Once you’ve gone down the path of overeating and weight gain you might have desensitized yourself to your feelings of hunger and fullness. The signals you pay attention to now probably have more to do with your feelings, thoughts, and external cues than your own physiological sensations of hunger and fullness. Or you could be relying on some rule about when to eat.
It helps when you are trying to lose some weight to redirect your attention to your own hunger and fullness sensations. You can do this by carefully monitoring yourself at meals, snacks, and binges (if you have them).
You can use a subjective rating scale from 0 to 5 for hunger, where 0 = not hungry at all, and 5 = ravenously hungry. First, try to see at what hunger point you are characteristically eating. You can do this by calculating your hunger rating for each eating episode. Once you have an idea of at what hunger point you generally eat, you can then try to eat when you are moderately hungry, at a 2 or 3.
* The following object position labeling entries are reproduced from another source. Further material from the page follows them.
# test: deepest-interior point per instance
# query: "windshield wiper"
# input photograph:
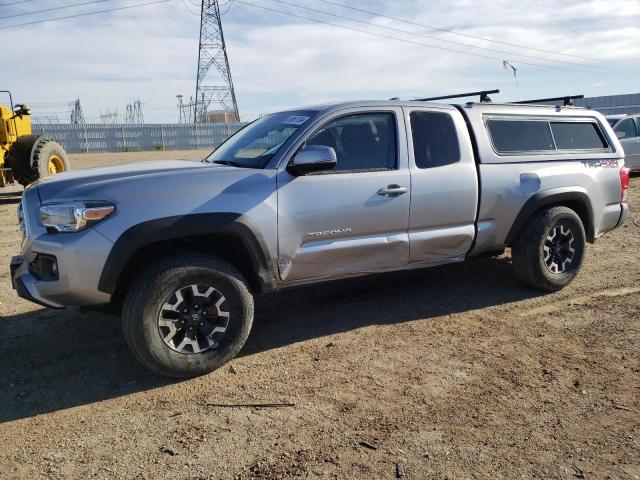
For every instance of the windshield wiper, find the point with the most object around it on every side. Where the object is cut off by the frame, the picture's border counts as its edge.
(231, 163)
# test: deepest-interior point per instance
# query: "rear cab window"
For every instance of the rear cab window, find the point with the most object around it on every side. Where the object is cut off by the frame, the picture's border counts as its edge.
(362, 141)
(525, 136)
(435, 139)
(626, 129)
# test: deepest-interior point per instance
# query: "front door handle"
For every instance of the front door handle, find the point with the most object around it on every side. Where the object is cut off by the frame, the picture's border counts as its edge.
(392, 190)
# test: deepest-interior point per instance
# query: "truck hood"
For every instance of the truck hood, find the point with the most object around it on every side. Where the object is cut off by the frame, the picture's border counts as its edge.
(150, 178)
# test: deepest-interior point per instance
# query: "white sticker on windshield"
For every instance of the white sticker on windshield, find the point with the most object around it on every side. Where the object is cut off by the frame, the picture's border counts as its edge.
(295, 120)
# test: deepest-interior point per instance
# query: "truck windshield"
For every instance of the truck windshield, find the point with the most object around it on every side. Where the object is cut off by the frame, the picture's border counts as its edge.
(254, 145)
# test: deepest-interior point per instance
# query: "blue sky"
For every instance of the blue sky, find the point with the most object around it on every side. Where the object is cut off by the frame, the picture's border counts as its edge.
(279, 61)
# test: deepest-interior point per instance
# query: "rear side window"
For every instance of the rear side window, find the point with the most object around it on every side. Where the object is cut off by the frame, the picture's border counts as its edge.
(627, 128)
(435, 140)
(577, 136)
(364, 141)
(521, 135)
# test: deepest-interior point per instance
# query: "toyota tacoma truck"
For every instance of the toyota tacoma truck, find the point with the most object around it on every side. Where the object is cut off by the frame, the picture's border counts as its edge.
(316, 194)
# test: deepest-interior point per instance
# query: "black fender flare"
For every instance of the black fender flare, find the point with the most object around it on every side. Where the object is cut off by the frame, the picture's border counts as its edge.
(183, 226)
(568, 196)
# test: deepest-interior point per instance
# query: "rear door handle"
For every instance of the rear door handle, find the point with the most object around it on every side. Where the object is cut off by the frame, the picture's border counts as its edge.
(392, 190)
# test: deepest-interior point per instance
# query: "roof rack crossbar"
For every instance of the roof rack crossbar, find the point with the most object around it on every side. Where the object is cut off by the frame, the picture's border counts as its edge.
(484, 96)
(567, 100)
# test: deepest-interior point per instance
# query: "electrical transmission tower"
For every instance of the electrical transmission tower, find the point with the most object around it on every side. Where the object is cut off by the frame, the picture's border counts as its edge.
(213, 53)
(133, 113)
(76, 112)
(109, 118)
(185, 110)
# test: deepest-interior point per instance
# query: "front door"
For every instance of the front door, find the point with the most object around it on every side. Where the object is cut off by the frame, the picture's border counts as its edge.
(352, 219)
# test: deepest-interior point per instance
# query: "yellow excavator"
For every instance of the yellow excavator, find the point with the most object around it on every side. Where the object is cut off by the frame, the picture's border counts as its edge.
(25, 157)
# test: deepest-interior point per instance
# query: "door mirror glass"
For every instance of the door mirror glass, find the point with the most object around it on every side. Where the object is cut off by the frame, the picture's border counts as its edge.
(313, 158)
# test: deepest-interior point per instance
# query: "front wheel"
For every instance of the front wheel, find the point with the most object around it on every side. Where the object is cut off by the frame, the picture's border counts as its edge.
(548, 252)
(187, 315)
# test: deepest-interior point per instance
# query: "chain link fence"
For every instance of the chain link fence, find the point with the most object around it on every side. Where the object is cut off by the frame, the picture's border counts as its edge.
(87, 138)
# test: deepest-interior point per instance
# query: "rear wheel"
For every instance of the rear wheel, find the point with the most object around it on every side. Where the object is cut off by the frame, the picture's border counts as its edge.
(549, 251)
(187, 315)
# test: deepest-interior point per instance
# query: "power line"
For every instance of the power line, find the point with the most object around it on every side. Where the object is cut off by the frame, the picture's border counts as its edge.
(15, 3)
(186, 5)
(84, 14)
(425, 35)
(344, 27)
(476, 37)
(53, 8)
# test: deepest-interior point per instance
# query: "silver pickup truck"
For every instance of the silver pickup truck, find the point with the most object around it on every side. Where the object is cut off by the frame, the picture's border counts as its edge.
(316, 194)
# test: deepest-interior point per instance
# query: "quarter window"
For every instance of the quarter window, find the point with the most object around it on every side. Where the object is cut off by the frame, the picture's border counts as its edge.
(435, 140)
(627, 127)
(364, 141)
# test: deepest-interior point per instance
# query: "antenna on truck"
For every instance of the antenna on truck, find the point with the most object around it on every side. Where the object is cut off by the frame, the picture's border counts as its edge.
(568, 100)
(484, 96)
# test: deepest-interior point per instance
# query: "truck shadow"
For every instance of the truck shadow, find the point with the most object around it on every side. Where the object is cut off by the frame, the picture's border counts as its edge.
(54, 360)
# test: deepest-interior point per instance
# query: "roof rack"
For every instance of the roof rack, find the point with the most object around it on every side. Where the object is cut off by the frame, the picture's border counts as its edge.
(484, 96)
(568, 100)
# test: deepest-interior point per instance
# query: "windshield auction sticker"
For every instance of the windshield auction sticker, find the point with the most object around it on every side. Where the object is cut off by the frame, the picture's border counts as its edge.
(296, 120)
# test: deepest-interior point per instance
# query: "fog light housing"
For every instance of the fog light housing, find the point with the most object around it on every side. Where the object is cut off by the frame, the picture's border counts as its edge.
(44, 267)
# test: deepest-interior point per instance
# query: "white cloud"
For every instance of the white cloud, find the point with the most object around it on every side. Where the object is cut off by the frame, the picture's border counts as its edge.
(279, 61)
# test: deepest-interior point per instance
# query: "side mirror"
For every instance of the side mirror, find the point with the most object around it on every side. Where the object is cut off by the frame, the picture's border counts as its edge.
(313, 158)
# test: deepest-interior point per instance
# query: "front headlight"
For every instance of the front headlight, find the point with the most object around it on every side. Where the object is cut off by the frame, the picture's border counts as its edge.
(74, 216)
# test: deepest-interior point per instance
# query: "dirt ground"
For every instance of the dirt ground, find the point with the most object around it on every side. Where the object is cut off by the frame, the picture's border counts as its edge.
(454, 372)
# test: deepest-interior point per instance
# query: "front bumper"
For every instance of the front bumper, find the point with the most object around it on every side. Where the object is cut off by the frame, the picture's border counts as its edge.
(23, 283)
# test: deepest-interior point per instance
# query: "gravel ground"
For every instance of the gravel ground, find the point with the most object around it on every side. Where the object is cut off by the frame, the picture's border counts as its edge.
(453, 372)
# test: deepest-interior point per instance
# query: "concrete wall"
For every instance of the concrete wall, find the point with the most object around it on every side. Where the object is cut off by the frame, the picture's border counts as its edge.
(130, 138)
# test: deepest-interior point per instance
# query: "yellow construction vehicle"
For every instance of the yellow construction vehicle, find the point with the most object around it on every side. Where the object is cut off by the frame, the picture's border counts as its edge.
(25, 157)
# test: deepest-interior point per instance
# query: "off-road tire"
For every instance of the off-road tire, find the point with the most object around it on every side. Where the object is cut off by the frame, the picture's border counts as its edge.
(148, 294)
(528, 253)
(29, 167)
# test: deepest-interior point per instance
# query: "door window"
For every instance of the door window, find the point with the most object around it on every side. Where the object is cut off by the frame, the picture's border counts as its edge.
(435, 140)
(627, 127)
(363, 142)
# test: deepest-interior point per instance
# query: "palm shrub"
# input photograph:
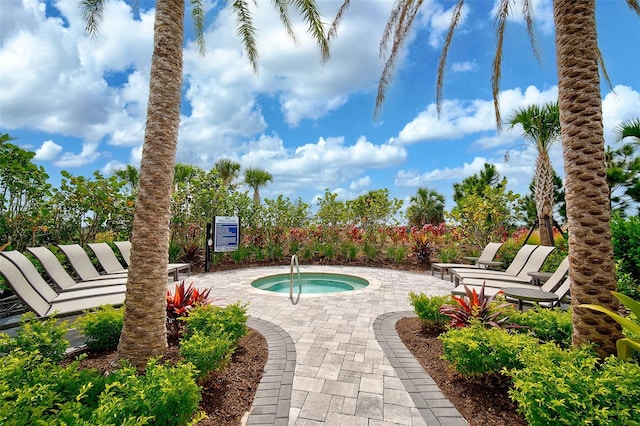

For fullness, use another subjective rating scale from 0 to 5, where 0 = not full at all, and 5 = uncomfortably full. Once again, see what your general pattern is, and then try if you can to stop eating when you are moderately full, at a 2 or 3.
While most women who are dieting or on a weight-loss regimen of some kind usually monitor for kind and amount of food, monitoring for hunger and fullness is another helpful, less thought of weight-loss aid.